Filmpremiere "In engen Grenzen - Leben mit CFS" [8]
Live Diskussion zum Film: Selbsthilfe-Treff ME/CFS am 18.8.2012 [9]

Anmerkungen:

[1] Patientenorganisation Fatigatio e.V.

http://www.fatigatio.de/index.php?id=10

[2] Krankheit wird im klinischen Wörterbuch von Pschyrembel folgendermaßen definiert:

"Krankheit: (engl. disease, illness); Erkrankung, Nosos, Pathos, Morbus; 1. Störungen der Lebensvorgänge in Organen oder im gesamten Organismus mit der Folge von subjektiv empfundenen bzw. objektiv feststellbaren körperlichen, geistigen bzw. seelischen Veränderungen; 2. im Sinne der sozialversicherungs- und arbeitsrechtlichen Gesetze der regelwidrige Körper- oder Geisteszustand, der in der Notwendigkeit einer Heilbehandlung [...] oder der Arbeitsunfähigkeit wahrnehmbar zutage tritt; 3. begriffliche Bezeichnung für eine definierbare Einheit typischer ätiologischer, morphologischer, symptomatischer, nosologisch beschreibbarer Erscheinungen, die als eine bestimmte Krankheit verstanden wird."
(Klinisches Wörterbuch von Pschyrembel, 2002)
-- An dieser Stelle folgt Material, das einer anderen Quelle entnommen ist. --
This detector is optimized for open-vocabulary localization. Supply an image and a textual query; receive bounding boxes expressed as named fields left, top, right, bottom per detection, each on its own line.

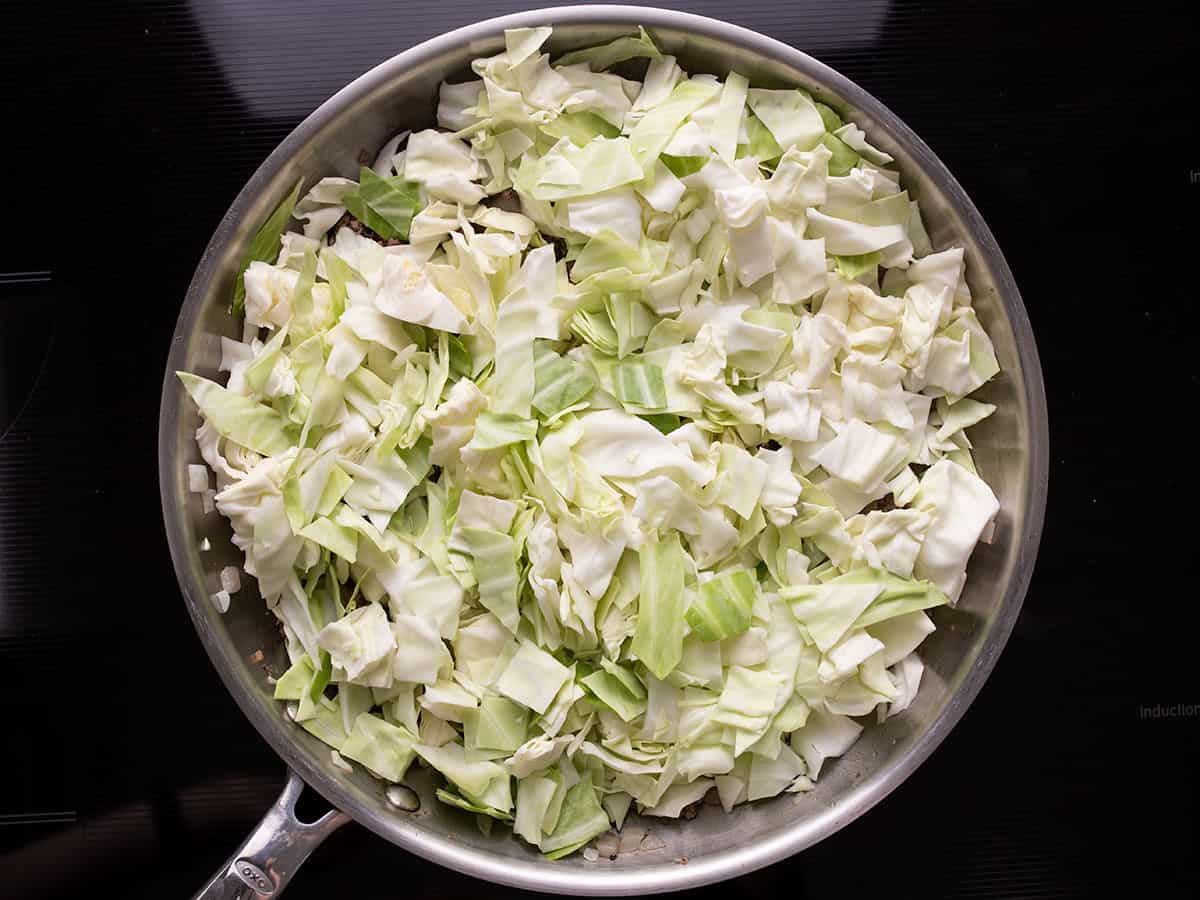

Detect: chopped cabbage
left=179, top=28, right=1003, bottom=858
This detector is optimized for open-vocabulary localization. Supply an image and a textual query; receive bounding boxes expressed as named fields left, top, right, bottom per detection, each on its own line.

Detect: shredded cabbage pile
left=179, top=28, right=998, bottom=858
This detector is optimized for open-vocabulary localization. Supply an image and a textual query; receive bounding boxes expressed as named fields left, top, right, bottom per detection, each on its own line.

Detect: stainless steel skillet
left=158, top=6, right=1048, bottom=898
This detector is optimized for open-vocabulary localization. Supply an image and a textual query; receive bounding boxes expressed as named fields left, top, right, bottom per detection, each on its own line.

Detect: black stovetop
left=0, top=0, right=1200, bottom=900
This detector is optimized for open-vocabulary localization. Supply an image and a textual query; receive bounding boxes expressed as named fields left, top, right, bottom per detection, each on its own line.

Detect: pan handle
left=193, top=769, right=350, bottom=900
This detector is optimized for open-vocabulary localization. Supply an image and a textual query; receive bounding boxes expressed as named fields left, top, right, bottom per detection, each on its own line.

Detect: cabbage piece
left=554, top=25, right=662, bottom=72
left=812, top=419, right=908, bottom=491
left=342, top=166, right=420, bottom=240
left=461, top=528, right=520, bottom=635
left=463, top=694, right=529, bottom=751
left=516, top=137, right=644, bottom=200
left=229, top=179, right=304, bottom=317
left=317, top=604, right=396, bottom=680
left=630, top=535, right=684, bottom=679
left=790, top=708, right=863, bottom=780
left=468, top=413, right=538, bottom=450
left=532, top=342, right=593, bottom=419
left=403, top=128, right=484, bottom=205
left=391, top=613, right=454, bottom=684
left=912, top=460, right=1000, bottom=605
left=496, top=641, right=571, bottom=714
left=575, top=409, right=708, bottom=485
left=685, top=569, right=757, bottom=641
left=413, top=744, right=508, bottom=797
left=538, top=773, right=608, bottom=859
left=780, top=578, right=883, bottom=653
left=374, top=256, right=467, bottom=334
left=629, top=80, right=716, bottom=170
left=746, top=88, right=826, bottom=150
left=338, top=713, right=416, bottom=782
left=175, top=372, right=293, bottom=456
left=184, top=28, right=998, bottom=858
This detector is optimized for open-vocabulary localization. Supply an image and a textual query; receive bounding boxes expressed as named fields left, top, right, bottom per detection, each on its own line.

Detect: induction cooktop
left=0, top=0, right=1200, bottom=900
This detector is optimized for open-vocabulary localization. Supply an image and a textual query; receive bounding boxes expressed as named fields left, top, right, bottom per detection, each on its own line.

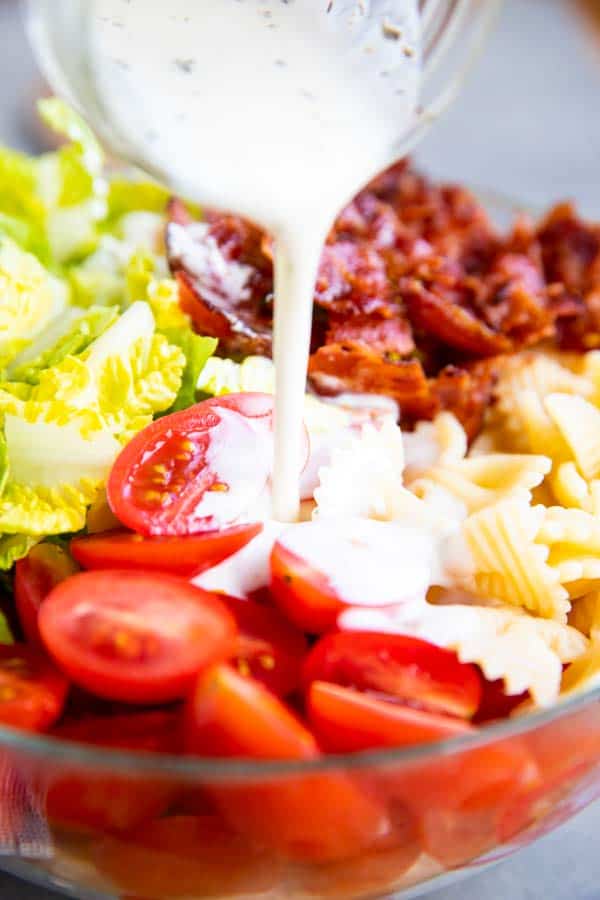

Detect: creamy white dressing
left=192, top=521, right=285, bottom=600
left=187, top=406, right=270, bottom=527
left=279, top=519, right=434, bottom=607
left=75, top=0, right=420, bottom=521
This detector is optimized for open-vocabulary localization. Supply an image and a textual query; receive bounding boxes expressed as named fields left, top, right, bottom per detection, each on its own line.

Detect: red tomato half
left=107, top=394, right=273, bottom=537
left=271, top=542, right=345, bottom=634
left=15, top=543, right=78, bottom=646
left=186, top=666, right=390, bottom=861
left=303, top=631, right=481, bottom=718
left=0, top=644, right=68, bottom=731
left=186, top=666, right=318, bottom=759
left=308, top=681, right=473, bottom=753
left=221, top=597, right=308, bottom=697
left=39, top=571, right=236, bottom=703
left=71, top=523, right=262, bottom=578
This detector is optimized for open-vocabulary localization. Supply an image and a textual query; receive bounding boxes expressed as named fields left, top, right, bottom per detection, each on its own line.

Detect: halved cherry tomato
left=303, top=631, right=481, bottom=718
left=271, top=519, right=431, bottom=634
left=46, top=711, right=181, bottom=832
left=308, top=681, right=473, bottom=753
left=0, top=644, right=68, bottom=731
left=186, top=666, right=391, bottom=861
left=39, top=570, right=236, bottom=703
left=271, top=542, right=345, bottom=634
left=107, top=394, right=273, bottom=537
left=221, top=596, right=308, bottom=697
left=71, top=523, right=262, bottom=578
left=186, top=666, right=318, bottom=759
left=15, top=543, right=78, bottom=646
left=473, top=678, right=527, bottom=725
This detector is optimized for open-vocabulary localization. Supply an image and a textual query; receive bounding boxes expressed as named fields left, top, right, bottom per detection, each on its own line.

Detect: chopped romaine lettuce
left=0, top=237, right=68, bottom=366
left=0, top=302, right=186, bottom=537
left=164, top=326, right=218, bottom=412
left=0, top=99, right=216, bottom=560
left=8, top=306, right=118, bottom=384
left=197, top=356, right=275, bottom=397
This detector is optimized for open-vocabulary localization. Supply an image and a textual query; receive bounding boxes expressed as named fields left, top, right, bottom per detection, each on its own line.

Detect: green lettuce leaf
left=0, top=147, right=50, bottom=262
left=146, top=278, right=218, bottom=412
left=9, top=306, right=118, bottom=384
left=0, top=237, right=68, bottom=365
left=38, top=97, right=104, bottom=181
left=107, top=177, right=171, bottom=222
left=0, top=302, right=185, bottom=537
left=163, top=328, right=218, bottom=412
left=197, top=356, right=275, bottom=397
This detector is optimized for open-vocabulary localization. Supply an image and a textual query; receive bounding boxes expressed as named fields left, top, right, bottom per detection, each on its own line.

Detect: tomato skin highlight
left=39, top=570, right=237, bottom=704
left=107, top=394, right=273, bottom=537
left=14, top=543, right=78, bottom=647
left=186, top=665, right=318, bottom=759
left=71, top=523, right=262, bottom=578
left=221, top=596, right=308, bottom=697
left=303, top=631, right=482, bottom=718
left=270, top=541, right=346, bottom=634
left=307, top=681, right=473, bottom=753
left=0, top=644, right=69, bottom=731
left=186, top=666, right=390, bottom=862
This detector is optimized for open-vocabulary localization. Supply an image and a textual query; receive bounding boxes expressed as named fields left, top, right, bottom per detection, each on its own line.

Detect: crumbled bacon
left=167, top=161, right=600, bottom=437
left=308, top=341, right=436, bottom=419
left=167, top=212, right=272, bottom=356
left=315, top=241, right=392, bottom=316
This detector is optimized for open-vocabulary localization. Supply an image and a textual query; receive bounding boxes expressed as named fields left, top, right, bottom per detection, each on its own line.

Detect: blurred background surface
left=0, top=0, right=600, bottom=900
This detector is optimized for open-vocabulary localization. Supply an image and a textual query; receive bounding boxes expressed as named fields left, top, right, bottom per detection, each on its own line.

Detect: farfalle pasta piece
left=544, top=394, right=600, bottom=480
left=580, top=350, right=600, bottom=406
left=339, top=604, right=588, bottom=706
left=463, top=498, right=570, bottom=622
left=548, top=461, right=600, bottom=516
left=569, top=590, right=600, bottom=642
left=536, top=506, right=600, bottom=556
left=548, top=546, right=600, bottom=599
left=495, top=353, right=593, bottom=460
left=411, top=453, right=552, bottom=513
left=402, top=412, right=468, bottom=482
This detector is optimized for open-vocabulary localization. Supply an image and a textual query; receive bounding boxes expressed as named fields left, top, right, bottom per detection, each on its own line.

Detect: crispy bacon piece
left=167, top=213, right=272, bottom=356
left=325, top=310, right=415, bottom=362
left=308, top=341, right=436, bottom=419
left=400, top=257, right=511, bottom=356
left=167, top=161, right=600, bottom=437
left=366, top=161, right=497, bottom=269
left=315, top=241, right=392, bottom=315
left=537, top=203, right=600, bottom=351
left=431, top=357, right=502, bottom=440
left=537, top=203, right=600, bottom=295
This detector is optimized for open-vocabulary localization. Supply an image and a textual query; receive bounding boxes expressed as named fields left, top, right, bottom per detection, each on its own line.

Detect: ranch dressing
left=56, top=0, right=420, bottom=521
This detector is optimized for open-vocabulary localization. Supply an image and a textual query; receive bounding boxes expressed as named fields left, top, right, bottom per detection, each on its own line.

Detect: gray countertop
left=0, top=0, right=600, bottom=900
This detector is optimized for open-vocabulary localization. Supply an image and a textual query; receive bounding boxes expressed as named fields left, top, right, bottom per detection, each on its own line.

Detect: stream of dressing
left=85, top=0, right=421, bottom=522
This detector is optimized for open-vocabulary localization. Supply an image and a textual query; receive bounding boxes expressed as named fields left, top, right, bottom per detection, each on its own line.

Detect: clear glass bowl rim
left=0, top=685, right=600, bottom=782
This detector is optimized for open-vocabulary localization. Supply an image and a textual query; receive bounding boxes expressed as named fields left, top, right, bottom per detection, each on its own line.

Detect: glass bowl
left=0, top=190, right=600, bottom=900
left=0, top=688, right=600, bottom=900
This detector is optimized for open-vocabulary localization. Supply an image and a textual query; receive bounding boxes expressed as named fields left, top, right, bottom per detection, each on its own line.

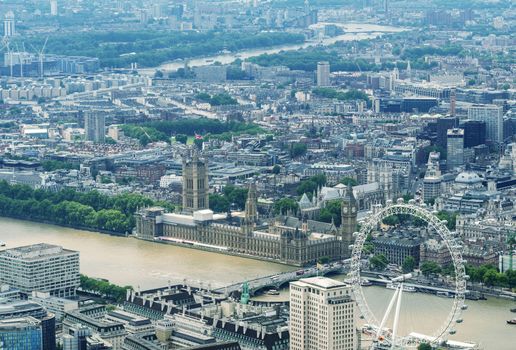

[3] mehr zum Thema Burnout findet man auch in der neuen Schattenblick-Serie "Burnout - neue Regeln der Erträglichkeit (SB):
http://www.schattenblick.de/infopool/pannwitz/ip_pannwitz_redakt_sortiert.shtml

[4] siehe nichtkommerzielle Webseite des Arbeitskreises CFS Aktuell
http://www.cfs-aktuell.de/
und hier speziell zu dem Thema Tod durch CFS:
http://www.cfs-aktuell.de/august12_2.htm

[5] http://www.cfs-portal.de/

[6] www.gesundheit-adhoc.de

[7] mehr zur Krankheit: www.lost-voices-stiftung.org

[8] nach der Premiere ist der Film im Internet auf der Webseite von "Das Bürgerfernsehen, der Offenen Kanal (OK) Neustadt" bzw. "OK Weinstraße" abzurufen, siehe URL:
www.in-engen-grenzen.de/film/film-im-internet/ oder:
http://cfs.grundgesund.de/

[9] Am Samstag den 18. August 2012 um 16.00 Uhr können Betroffene, Angehörige und Freunde ME/CFS - Kranker zu Hause an einer Live-Diskussion teilnehmen. Das Bürgerfernsehen, der Offene Kanal (OK) Weinstraße sendet an diesem Tag zum ersten Mal live "Selbsthilfe-Treff-ME / CFS". In der ersten Sendung wollen die Macher des Films mit Christine Morgenstern, Gesundheitsministerium Rheinland-Pfalz, Marlies Zurhorst, Fatigatio e.V., einem Vertreter der Ärzte und Gabriele Knauf, Psychotherapeutin und Filmemacherin, über den Film "In engen Grenzen - Leben mit CFS" diskutieren.